Ojos brillantes
- María Laura Romero
- 13 jul 2020
- 3 Min. de lectura
Actualizado: 30 abr 2021

La ciudad estaba desierta, los pocos árboles que veía se zarandeaban de un lado a otro y perdían sus hojas cobrizas con cada movimiento. Siguió caminando con la cabeza gacha un par de cuadras mientras se reprochaba interiormente por haber olvidado el paraguas. Después de mirar hacia todos lados cruzó la estrecha calle que la separaba de la cafetería y se introdujo con prisa dentro del establecimiento. Una vez allí las horas pasaron muy lentamente, debiendo atender a unas cinco o seis personas en el transcurso de la tarde. El aburrimiento era mortal, pensó sin atreverse a decirlo en voz alta.
En cuanto su turno terminó volvió al frío y gris exterior con la misma rapidez que antes. El cielo estaba aún más oscuro a pesar de que faltaba al menos una hora para que fuera de noche, de modo que apuró el paso. Caminó con agilidad a través de veredas rotas y raíces que emergían de la tierra. Luego de un par de minutos, cuando ya podía divisar su cálido hogar, un sonido casi susurrado llegó a sus oídos.
Al principio no se dio cuenta de dónde provenía, pero más tarde, al dirigir su vista hacia el suelo resquebrajado, pudo verlo al fin. Su abundante pelo blanco estaba completamente húmedo y pegado a su cuerpo flaco. Sus extremidades estaban metidas hacia adentro en un vano intento de conservar el calor. Al observarlo con detenimiento fue capaz de notar cómo el felino temblaba y entrecerraba los ojos por el cansancio. Parecía que no tenía más que un par de meses de vida y, lo que era más triste, estaba totalmente solo.

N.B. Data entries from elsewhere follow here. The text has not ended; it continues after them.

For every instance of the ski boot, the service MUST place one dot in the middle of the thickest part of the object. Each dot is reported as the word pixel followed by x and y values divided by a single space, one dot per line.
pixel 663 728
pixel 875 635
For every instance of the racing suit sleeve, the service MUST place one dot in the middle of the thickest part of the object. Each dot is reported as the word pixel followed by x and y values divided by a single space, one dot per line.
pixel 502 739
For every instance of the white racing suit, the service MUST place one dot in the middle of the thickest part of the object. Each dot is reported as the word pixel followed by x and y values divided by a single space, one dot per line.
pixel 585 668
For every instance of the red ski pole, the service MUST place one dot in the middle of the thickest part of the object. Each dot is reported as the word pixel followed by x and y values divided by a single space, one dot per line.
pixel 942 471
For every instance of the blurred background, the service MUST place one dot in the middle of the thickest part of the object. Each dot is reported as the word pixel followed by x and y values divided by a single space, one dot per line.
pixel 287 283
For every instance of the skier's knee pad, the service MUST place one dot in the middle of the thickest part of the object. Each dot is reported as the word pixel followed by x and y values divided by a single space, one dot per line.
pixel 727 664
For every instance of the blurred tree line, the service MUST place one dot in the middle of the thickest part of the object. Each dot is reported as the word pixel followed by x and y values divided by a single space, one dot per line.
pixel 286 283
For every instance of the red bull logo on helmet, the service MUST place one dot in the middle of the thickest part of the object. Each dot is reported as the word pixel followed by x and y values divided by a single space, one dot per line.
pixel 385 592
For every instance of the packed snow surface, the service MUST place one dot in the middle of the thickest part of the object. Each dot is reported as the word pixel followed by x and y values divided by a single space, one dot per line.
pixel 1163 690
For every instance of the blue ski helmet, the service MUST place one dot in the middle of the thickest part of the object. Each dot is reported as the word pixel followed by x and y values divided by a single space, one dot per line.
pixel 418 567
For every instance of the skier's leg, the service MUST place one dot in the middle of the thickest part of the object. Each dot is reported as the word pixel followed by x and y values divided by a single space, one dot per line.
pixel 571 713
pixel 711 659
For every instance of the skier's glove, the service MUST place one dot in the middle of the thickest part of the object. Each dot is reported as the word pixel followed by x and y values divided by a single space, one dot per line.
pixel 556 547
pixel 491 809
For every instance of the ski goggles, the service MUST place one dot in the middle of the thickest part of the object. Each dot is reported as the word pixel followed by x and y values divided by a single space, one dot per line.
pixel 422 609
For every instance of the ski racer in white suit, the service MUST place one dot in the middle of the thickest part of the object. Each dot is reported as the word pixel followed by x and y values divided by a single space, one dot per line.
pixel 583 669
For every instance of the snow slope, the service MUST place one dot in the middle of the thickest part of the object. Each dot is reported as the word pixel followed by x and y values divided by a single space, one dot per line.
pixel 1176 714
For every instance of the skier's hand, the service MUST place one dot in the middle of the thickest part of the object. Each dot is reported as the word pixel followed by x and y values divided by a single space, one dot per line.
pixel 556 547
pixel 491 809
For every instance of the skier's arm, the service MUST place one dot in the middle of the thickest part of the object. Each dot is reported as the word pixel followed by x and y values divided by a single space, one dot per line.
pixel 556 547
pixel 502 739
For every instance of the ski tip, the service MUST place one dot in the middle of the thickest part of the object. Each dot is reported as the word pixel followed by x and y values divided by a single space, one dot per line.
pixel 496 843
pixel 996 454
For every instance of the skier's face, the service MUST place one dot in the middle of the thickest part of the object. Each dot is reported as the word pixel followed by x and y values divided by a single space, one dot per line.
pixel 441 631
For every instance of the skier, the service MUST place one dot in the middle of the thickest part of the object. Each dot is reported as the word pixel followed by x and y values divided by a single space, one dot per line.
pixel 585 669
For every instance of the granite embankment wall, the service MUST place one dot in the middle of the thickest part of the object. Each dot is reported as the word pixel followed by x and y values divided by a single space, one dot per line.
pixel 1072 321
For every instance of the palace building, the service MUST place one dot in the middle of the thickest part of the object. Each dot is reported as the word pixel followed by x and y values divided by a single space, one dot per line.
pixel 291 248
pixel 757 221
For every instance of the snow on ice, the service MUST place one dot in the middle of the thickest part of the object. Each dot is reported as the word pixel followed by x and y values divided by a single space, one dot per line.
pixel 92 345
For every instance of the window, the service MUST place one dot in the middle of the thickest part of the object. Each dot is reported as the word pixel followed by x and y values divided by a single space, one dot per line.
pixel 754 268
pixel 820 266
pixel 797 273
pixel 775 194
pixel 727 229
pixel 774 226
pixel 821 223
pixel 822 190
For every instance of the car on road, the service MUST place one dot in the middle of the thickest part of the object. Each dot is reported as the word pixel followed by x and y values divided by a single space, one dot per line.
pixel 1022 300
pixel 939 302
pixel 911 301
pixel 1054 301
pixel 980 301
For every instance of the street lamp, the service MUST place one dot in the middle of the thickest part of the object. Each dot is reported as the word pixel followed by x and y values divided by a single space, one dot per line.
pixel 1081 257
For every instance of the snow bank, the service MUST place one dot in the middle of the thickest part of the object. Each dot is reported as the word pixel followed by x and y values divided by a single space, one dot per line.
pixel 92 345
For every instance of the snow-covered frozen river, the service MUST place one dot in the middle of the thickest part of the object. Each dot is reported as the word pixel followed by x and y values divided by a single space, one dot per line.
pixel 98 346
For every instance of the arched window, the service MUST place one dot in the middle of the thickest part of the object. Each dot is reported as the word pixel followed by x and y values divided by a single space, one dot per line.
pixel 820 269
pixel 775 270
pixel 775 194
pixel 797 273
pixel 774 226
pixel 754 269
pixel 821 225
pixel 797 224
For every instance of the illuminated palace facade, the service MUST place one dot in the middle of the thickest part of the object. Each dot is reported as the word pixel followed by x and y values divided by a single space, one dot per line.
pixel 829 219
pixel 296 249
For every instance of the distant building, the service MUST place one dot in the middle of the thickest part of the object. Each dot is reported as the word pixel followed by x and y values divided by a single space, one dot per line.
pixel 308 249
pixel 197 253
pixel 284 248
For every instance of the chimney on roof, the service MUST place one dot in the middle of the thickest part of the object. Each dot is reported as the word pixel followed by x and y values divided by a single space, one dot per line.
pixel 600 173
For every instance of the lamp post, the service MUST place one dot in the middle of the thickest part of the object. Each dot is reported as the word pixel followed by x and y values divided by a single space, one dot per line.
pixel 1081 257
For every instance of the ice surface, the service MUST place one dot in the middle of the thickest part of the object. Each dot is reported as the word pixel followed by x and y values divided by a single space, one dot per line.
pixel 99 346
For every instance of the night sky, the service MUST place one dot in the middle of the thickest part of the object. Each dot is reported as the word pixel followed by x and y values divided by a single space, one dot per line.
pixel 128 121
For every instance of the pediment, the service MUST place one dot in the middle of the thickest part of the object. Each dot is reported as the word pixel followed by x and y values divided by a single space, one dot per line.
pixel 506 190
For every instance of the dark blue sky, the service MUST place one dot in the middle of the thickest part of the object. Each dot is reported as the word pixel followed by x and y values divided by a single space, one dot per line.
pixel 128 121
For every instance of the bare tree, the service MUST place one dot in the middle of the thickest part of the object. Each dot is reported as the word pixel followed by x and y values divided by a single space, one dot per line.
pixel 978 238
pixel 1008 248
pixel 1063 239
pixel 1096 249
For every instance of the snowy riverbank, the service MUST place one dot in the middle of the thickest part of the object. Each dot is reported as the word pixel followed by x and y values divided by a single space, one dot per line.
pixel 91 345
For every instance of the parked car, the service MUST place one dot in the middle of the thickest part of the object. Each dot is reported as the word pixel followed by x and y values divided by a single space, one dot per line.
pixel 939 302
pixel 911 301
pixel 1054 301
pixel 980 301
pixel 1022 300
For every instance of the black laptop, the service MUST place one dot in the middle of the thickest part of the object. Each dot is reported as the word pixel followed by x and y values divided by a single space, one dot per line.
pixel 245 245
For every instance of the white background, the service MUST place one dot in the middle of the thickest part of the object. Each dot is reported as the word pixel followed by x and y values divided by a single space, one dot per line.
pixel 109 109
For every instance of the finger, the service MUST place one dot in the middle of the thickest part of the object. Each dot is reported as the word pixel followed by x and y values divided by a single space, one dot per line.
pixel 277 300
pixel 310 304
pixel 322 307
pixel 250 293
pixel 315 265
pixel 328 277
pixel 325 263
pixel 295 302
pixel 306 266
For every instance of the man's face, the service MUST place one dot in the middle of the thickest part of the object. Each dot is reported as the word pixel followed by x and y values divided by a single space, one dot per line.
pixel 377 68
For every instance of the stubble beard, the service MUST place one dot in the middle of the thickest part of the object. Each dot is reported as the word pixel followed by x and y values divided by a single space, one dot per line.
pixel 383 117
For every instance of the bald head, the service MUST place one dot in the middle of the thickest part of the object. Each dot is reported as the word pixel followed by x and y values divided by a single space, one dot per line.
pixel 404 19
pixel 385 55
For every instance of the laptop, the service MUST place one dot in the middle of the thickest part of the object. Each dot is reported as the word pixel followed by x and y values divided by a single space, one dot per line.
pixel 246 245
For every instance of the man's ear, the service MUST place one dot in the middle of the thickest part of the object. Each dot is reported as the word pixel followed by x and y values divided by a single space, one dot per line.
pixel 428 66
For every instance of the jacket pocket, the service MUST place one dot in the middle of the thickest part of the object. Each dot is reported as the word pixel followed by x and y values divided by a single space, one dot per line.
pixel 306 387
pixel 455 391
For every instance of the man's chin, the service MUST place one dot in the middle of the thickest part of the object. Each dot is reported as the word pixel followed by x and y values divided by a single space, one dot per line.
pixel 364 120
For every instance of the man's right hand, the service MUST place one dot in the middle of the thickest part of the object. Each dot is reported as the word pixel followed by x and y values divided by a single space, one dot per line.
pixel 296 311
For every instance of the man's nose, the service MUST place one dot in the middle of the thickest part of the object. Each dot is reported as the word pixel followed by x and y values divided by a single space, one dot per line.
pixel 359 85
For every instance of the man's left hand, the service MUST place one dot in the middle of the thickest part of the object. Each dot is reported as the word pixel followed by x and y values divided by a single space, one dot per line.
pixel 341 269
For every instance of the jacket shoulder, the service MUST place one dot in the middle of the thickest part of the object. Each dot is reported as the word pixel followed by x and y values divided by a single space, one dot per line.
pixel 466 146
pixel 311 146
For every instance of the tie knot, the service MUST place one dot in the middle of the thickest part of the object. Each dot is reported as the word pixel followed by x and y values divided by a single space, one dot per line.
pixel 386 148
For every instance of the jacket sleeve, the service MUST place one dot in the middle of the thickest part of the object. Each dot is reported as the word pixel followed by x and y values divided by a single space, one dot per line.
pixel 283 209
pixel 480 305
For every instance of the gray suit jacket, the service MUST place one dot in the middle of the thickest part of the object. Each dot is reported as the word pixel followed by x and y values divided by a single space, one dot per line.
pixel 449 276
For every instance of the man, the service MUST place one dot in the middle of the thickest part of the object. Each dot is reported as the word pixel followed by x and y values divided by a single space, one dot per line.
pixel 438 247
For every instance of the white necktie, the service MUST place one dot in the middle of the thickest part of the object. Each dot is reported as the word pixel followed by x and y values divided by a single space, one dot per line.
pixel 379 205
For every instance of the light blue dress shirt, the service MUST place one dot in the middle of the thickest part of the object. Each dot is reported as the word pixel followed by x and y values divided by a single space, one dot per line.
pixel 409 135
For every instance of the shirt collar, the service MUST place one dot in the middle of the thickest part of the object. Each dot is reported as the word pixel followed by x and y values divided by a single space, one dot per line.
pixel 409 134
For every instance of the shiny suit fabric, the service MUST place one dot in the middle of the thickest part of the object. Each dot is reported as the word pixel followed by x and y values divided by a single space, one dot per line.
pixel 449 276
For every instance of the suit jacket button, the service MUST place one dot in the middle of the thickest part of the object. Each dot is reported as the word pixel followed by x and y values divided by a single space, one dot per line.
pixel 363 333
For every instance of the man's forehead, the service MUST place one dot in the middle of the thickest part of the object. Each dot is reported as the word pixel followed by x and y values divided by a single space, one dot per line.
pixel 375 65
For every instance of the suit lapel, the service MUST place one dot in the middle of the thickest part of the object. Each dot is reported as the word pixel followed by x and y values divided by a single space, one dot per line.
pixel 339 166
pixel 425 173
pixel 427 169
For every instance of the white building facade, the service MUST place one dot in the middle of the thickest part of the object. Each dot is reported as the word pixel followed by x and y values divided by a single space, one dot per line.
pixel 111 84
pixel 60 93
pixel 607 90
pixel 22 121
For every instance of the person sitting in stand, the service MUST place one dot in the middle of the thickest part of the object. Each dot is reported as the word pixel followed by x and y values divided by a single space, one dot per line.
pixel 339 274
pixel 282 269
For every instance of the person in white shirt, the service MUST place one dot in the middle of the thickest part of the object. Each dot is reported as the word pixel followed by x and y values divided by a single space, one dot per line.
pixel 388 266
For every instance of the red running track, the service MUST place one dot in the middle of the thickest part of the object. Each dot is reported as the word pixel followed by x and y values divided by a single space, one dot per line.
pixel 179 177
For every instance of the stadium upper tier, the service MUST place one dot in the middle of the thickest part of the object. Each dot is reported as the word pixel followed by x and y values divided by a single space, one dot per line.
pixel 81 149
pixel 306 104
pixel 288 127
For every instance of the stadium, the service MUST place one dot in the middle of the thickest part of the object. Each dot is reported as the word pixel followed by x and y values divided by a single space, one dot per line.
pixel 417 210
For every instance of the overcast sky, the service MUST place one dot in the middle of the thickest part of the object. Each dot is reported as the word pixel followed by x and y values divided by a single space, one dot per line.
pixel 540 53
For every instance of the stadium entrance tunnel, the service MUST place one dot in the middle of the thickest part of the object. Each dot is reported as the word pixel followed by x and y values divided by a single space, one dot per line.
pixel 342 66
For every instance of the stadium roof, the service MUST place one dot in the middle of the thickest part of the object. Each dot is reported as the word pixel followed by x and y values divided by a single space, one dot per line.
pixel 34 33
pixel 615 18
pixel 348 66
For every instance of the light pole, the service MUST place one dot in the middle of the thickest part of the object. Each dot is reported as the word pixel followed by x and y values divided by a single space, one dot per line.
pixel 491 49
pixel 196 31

A pesar de que buscó afanosamente por los alrededores no había rastro alguno de la madre, como tampoco pudo hallar ningún posible dueño en todo el barrio. Así que se puso en cuclillas, extendió los brazos hacia el animal asustado y lo acomodó contra la suave tela de su suéter al mismo tiempo que lo sujetaba con su brazo izquierdo. El animalito se quedó muy quieto y, al cabo de unos segundos, comenzó a ronronear. Tan solo unos minutos después se encontraba frente a una chimenea llameante, acostado sobre una alfombra y lamiendo con avidez un plato con leche tibia.
Después de innumerables caricias prodigadas al frágil animal, y de haberse asegurado que estuviera cómodo, decidió que era tiempo de que ella también se dedicara a descansar. Con eso en mente, se despidió del pequeño félido con un «que duermas bien», como si se dirigiera a una persona, y notó un ligero movimiento en sus orejas. Sin embargo, cerca de la medianoche, cuando ya se encontraba envuelta entre gruesas mantas de lana, un sonido ensordecedor la despertó súbitamente.
Conteniendo el aliento, se incorporó lo suficiente como para ver una luz breve difuminándose a través de la cortina floreada; eso sumado al repiqueteo acompasado golpeando contra las tejas le hizo darse cuenta de que no era más que una fuerte tormenta. Finalmente se dispuso a dormir de nuevo y, cuando estaba a punto de hacerlo, fue que lo notó. Parado allí, al lado de su cama, maullándole sin parar. Lo primero que pensó fue que tendría frío, después, que quizás tenía hambre o sed. Mientras intentaba dilucidar lo que aquel pequeño ser podría llegar a necesitar, se percató de un detalle ciertamente inquietante. La puerta estaba abierta.
¿Cómo es que la pesada puerta de algarrobo estaba abierta si ella la había cerrado con llave antes de acostarse? ¿Acaso había entrado un ladrón? Se inclinó rápidamente hacia su lado izquierdo y comprobó que la llave de bronce seguía apoyada sobre la mesita de luz, justo como siempre. Pero el llanto del animal era apremiante, y tenía que hacer algo para calmarlo, o no cesaría en toda la noche. Con la intención de ir a buscar un poco de leche, se dispuso a salir de la cama envuelta en una gruesa bata color carmesí, que solía dejar doblada sobre una silla, en el lado opuesto a la mesita y el ventanal.
De repente, sin saber cómo, una brisa gélida despejó el cristal empañado, y le permitió observar la gigantesca sombra que se proyectaba contra la pared contraria. Asustada, bajó la mirada hacia sus pies descalzos y entonces lo vio. Sentando sobre las baldosas ennegrecidas, con las fauces abiertas como una tumba, su pelo de nieve erizado hasta la punta de la cola y los ojos, abiertos de par en par, brillantes como un relámpago, clavados en su figura diminuta.